USE THE SHADE SEAM AS REFERENCE POINT FOR THE TOP AND BOTTOM STRIPE MARKS.
Once I've marked the stripe locations for the top tape strip I align the first mark with the shade seam and the srap the tape around the shade. Using a pencil i lightly marked each strip point.
Becuase the bottom stripe points are wider than the top, the bottom marks don't line up with the top. To figure out a starting point I took the bottom stripe width and subtracted the top stripe width, then divided that number by 2. Then starting at the shade seam I measured back that distance, and that's where I aligned the first stripe mark. Again using a pencil I marked each stripe location.
USE TAPE TENSION TO MAKE SURE STRIPES ARE STRAIGHT.

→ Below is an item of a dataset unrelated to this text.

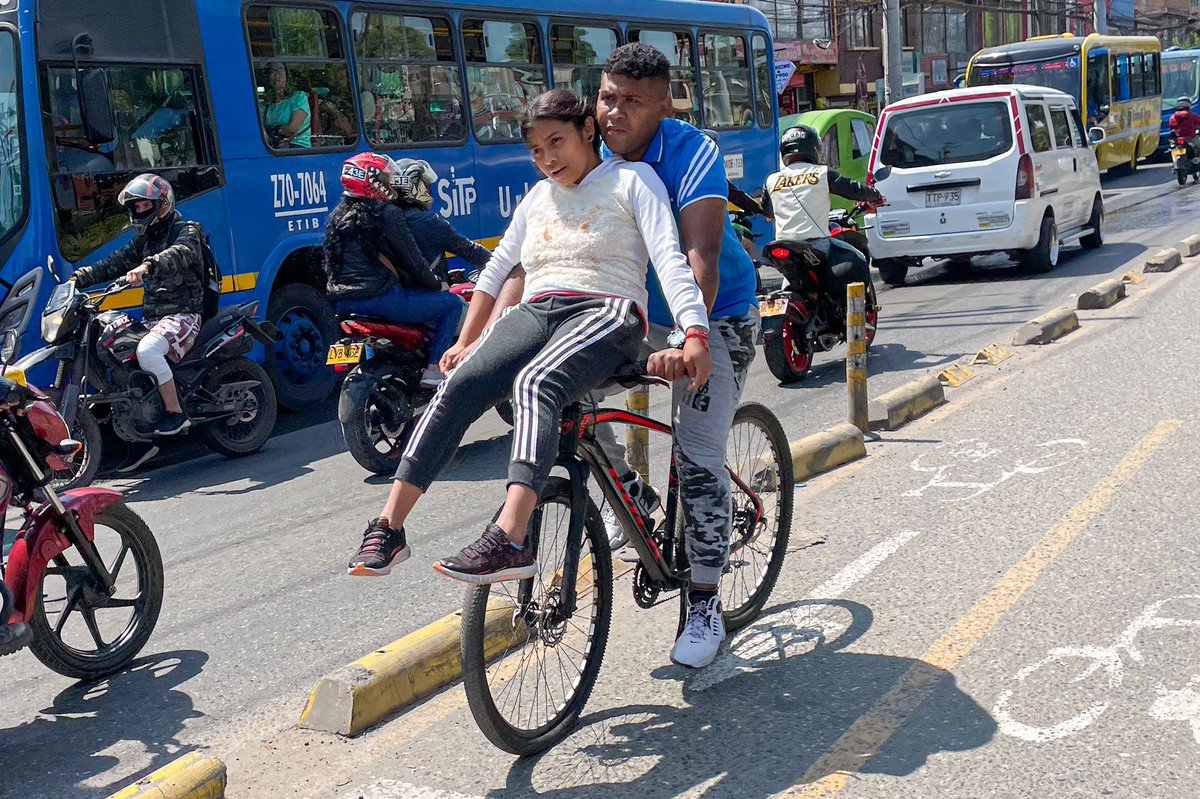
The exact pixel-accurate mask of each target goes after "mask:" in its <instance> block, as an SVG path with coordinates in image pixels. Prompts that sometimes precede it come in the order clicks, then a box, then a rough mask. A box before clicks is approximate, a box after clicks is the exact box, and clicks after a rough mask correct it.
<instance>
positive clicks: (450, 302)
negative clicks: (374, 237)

In order to mask the shade, I started by aligning painters tape to one side of the upper mark, then aligned the tape to the inside of the bottom mark. keep tension on the tape to keep it straight. Once the tape is down then run your finger along the edge to make sure the edge is down and smooth. If you get any wrinkles in the tape then pull it up and redo. Once I had the first stripe taped, it didn't take very long to work my way around the shade and tape all the edges. I just had to be really careful to make sure the tape was on the correct side of the marks so that the stripes will be correct.
Once the stripes are taped mask off the inside of the shade to protect against over spray.
Keep your spray even by keeping your hand the same distance from the shade and moving at a constant speed. I didn't want the paint to be heavy so I only did one pass on this. Any imperfections in the paint will be very apparant once light is going thru it so I just took my time and made sure that the paint was even.
I was worried that because of the texture on the shade fabric that the spray paint would bleed through and I'd have a ragged edge but I was very pleased that the edge was perfect. I think because I painted fairly light and the shade soaked up all the paint, it didn't bleed a bit.